Les avantages de la médiation dès le début d'un litige vont au-delà de l'accélération du processus judiciaire. Selon le Rapport annuel de gestion 2020-2021 du ministère de la Justice chrome-extension://efaidnbmnnnibpcajpcglclefindmkaj/https://cdn-contenu.quebec.ca/cdn-contenu/adm/min/justice/publications-adm/rapport-annuel-de-gestion/RA_annuel_2020-2021_MJQ.pdf, environ 60 % des dossiers soumis à la médiation se règlent lors de la médiation. Pour les 40 % restants, la médiation produit souvent des ententes partielles où les parties parviennent à résoudre des points spécifiques de leur litige. Cela peut considérablement simplifier le débat juridique qui se déroulera ultimement devant les tribunaux, économisant ainsi du temps, des ressources et, en fin de compte, de l'argent.
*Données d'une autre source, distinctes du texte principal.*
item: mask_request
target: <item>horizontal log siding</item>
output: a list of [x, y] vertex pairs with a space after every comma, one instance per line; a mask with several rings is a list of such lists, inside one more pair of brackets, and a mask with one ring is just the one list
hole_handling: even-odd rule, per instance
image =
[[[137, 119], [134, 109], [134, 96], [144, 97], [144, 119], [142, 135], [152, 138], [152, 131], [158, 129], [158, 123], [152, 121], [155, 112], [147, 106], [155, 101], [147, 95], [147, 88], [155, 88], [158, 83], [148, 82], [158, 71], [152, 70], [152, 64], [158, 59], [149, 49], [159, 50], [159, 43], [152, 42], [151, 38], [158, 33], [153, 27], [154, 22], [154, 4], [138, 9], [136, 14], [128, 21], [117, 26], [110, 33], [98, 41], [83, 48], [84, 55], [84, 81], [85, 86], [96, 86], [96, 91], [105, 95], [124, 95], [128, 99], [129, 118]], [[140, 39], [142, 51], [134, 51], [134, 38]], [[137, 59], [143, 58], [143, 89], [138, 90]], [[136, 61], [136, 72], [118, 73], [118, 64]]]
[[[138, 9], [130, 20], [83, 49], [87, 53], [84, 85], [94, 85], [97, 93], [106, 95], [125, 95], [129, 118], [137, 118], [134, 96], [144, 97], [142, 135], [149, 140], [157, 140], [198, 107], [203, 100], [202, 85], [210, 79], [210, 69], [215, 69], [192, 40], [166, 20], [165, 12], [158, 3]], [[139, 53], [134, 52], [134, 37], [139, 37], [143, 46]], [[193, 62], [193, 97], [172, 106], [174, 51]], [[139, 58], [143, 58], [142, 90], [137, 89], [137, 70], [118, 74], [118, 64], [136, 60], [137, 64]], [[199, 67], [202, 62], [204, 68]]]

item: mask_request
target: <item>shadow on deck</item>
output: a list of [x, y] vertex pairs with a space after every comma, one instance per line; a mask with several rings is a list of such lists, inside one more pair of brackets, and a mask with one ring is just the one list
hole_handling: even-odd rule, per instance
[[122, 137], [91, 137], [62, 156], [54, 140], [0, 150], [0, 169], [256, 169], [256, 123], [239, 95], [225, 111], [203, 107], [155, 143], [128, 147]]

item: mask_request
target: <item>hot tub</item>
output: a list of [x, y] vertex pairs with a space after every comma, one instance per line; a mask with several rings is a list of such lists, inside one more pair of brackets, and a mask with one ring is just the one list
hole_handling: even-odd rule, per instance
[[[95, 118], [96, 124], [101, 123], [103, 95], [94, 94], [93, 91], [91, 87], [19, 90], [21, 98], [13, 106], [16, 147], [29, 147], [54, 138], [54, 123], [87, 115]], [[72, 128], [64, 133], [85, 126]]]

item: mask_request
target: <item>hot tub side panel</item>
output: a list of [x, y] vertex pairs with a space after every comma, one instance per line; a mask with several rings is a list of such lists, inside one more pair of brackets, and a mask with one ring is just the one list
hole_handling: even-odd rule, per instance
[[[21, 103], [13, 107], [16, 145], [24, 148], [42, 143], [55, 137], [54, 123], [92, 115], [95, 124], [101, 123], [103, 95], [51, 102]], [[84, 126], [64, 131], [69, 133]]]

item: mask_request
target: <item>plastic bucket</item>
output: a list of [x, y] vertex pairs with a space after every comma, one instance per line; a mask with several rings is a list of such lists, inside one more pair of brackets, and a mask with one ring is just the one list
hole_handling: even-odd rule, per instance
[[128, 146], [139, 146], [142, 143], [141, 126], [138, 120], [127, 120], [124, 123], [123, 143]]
Les demandes dans lesquelles soit la valeur de l'objet du litige, soit la somme réclamée, est inférieure à 100 000$, sans égard aux intérêts, sont désormais traitées selon les règles simplifiées particulières pour le recouvrement de certaines créances prévues aux articles 535.1 et suivants C.p.c. L'article 535.12 C.p.c. prévoit une obligation pour les parties de participer à une conférence de règlement à l'amiable. Cependant, si l'attestation délivrée par un médiateur accrédité ou un organisme offrant la médiation en matière civile décrite ci-dessus a été déposée lors de l'introduction de la demande, les parties peuvent convenir de remplacer cette conférence de règlement à l'amiable par une conférence préparatoire à l'instruction où les parties procèdent à la mise en état du dossier. En lisant cet article conjointement avec l'article 7, paragraphe 3 C.p.c., les juges peuvent également fixer une date de procès par priorité lors de cette conférence préparatoire à l'instruction.
Bien qu'il soit vrai que les parties doivent assumer les coûts de la médiation, ce débours est davantage un investissement qu'une dépense. Le temps, comme le dit le proverbe, est effectivement de l'argent. En optant pour la médiation avant d'intenter une action en justice, les parties font non seulement un pas vers la résolution à l'amiable, mais s'assurent également que l'efficacité et la rentabilité de leurs parcours juridiques soient maximisées.
Pour une version publiée de cet article, voir Repères, Décembre, 2023, EYB2023REP3701.